The US Federal Reserve approved half point hike last week, and said could stick to that for the next two to three meetings and then assess how the economy and inflation are responding before deciding whether further rises are needed. “That has led to significant decline in commodities prices denominated in US dollars such as iron ore,” GF Futures analysts wrote in a note.
Meanwhile, thin profit margins with steel producers, and an overall steel output controls had curbed production increase and dented demand for steelmaking ingredients, said the note. The most-active iron ore futures on China’s Dalian Commodity Exchange, for September delivery, plunged as much as 7% to 756 yuan ($112.71) per tonne, the lowest since March 16. They were down 5.3% to 770 yuan as of 0330 GMT, and down for a third straight day. On the Singapore exchange, the most-traded June iron ore contract fell 4.2% to $123.9 a tonne.

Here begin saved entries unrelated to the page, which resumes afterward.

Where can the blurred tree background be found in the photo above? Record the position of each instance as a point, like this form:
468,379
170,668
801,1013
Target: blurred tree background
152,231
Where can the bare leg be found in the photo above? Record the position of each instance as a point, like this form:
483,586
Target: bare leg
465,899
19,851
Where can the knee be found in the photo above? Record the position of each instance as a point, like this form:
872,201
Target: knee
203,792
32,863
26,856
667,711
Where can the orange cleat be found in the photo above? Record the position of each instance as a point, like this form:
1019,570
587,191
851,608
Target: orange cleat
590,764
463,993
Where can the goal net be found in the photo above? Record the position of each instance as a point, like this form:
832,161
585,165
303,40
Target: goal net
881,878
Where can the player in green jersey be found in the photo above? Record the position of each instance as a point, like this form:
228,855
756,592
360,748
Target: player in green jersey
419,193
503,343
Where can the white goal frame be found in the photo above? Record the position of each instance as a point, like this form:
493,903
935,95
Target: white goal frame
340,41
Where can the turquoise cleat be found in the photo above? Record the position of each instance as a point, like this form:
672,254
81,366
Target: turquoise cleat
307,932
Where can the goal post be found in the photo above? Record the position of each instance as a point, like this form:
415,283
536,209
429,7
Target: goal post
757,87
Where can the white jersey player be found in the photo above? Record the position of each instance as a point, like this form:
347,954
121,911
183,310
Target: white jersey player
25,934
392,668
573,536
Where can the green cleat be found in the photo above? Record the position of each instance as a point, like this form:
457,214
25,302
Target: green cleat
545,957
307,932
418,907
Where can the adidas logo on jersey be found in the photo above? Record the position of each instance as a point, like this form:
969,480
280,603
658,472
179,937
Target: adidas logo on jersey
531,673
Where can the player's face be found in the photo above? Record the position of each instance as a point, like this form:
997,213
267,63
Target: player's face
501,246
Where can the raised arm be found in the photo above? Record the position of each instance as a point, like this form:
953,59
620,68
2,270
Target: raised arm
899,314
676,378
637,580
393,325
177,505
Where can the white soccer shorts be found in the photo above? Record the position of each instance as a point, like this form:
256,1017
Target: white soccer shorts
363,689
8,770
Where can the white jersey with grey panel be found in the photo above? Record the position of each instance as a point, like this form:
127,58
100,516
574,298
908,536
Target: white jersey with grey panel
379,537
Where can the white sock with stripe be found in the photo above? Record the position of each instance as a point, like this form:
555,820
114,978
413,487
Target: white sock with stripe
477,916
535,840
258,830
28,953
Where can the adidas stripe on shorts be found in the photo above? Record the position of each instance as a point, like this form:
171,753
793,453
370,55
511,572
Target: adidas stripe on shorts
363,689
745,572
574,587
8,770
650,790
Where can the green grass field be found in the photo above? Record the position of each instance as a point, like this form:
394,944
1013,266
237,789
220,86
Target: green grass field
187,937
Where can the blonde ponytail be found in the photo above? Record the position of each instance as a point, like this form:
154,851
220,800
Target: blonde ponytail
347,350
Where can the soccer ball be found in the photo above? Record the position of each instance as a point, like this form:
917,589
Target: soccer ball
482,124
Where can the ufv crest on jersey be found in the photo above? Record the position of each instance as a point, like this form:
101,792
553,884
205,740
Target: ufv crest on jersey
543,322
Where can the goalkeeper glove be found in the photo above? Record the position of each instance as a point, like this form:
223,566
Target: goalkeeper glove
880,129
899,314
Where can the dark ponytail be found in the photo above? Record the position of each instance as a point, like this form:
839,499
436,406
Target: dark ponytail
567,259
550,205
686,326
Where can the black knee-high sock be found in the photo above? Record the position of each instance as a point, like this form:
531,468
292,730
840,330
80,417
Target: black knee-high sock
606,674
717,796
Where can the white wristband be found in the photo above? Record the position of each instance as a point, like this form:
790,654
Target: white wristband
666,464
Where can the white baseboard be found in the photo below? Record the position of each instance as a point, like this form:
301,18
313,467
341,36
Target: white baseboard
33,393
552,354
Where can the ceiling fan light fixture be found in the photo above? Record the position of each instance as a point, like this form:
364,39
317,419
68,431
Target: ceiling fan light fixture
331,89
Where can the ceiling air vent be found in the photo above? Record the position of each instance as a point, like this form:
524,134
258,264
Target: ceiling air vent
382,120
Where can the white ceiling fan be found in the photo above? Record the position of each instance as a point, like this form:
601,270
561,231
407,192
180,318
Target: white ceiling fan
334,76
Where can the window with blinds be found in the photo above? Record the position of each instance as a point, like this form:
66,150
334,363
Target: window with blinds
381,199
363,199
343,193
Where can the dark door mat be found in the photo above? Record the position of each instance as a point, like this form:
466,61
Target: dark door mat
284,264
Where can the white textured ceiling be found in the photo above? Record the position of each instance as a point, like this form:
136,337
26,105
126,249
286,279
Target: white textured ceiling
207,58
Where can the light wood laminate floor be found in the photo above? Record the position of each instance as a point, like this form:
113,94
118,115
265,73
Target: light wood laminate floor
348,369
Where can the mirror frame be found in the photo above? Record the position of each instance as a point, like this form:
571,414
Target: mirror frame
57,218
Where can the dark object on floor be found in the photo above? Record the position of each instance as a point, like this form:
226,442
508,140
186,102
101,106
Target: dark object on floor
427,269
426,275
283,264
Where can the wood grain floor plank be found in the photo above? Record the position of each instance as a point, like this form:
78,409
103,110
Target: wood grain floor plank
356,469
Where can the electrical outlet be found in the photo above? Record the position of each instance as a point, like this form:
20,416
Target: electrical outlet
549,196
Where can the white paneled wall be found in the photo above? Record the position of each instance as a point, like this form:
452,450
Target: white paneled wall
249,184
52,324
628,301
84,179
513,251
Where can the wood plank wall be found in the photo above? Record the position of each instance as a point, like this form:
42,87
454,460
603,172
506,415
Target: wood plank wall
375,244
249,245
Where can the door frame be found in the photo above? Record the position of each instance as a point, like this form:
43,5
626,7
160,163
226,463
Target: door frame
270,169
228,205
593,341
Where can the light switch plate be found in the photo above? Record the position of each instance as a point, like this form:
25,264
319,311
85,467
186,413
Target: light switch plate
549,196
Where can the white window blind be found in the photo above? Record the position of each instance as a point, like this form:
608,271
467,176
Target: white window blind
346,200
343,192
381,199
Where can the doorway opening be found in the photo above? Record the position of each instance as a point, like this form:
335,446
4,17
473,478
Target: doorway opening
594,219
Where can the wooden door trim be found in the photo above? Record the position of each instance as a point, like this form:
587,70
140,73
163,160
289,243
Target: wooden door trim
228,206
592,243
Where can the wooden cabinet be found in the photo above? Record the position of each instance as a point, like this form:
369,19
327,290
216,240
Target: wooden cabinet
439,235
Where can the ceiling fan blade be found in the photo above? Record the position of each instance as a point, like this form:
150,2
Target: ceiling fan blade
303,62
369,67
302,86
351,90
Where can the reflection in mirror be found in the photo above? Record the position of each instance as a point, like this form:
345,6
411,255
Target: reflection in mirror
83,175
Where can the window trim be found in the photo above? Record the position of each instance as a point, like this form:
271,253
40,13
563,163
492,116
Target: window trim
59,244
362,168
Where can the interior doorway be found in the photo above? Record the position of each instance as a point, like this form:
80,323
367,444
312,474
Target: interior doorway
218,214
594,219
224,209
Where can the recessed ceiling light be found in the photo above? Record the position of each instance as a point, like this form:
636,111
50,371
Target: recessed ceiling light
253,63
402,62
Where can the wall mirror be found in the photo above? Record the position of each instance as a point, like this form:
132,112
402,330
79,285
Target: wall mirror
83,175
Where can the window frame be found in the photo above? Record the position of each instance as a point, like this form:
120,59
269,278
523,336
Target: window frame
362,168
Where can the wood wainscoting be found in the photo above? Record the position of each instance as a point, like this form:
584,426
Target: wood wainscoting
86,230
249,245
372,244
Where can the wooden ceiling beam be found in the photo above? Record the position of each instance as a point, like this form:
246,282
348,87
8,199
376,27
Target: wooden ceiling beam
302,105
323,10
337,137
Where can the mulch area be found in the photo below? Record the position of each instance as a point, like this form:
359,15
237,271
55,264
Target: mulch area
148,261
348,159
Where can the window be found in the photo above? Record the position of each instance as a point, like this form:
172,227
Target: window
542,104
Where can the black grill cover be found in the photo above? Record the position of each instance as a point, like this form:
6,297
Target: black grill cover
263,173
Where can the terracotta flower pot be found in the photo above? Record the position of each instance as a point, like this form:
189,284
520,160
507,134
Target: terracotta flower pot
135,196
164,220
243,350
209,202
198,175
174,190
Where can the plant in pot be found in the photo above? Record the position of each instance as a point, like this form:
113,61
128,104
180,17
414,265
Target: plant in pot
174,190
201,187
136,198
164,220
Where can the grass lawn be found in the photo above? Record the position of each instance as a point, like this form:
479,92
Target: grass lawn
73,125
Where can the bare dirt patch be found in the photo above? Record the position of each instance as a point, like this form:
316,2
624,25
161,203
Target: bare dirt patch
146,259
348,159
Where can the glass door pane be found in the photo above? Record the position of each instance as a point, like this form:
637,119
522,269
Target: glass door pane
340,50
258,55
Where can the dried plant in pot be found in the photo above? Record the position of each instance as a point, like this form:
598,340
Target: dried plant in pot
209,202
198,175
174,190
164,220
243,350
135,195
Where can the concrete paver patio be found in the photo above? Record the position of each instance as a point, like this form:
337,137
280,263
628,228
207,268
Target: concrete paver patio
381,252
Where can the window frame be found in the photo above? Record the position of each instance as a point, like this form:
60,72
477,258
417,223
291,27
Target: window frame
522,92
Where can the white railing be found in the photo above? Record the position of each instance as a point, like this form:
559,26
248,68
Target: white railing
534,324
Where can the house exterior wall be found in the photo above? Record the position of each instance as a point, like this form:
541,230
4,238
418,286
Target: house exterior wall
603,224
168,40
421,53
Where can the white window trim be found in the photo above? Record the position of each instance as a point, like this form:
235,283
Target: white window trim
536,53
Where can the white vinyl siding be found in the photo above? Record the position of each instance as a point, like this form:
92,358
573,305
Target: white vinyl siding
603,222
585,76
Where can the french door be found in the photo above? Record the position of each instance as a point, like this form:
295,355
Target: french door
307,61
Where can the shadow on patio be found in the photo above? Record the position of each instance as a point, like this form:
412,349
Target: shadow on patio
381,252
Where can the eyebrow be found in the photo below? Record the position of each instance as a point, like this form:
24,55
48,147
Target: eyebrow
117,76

Dalian coking coal futures slipped 2.6% to 2,596 yuan a tonne and coke prices fell 2.7% to 3,317 yuan per tonne. Steel prices on the Shanghai Futures Exchange also declined, with construction material rebar for October delivery down 2.5% to 4,563 yuan a tonne and hot rolled coils faltering 2.3% to 4,666 yuan per tonne. The June contract of stainless steel on the Shanghai bourse shed 1.7% to 18,790 yuan a tonne.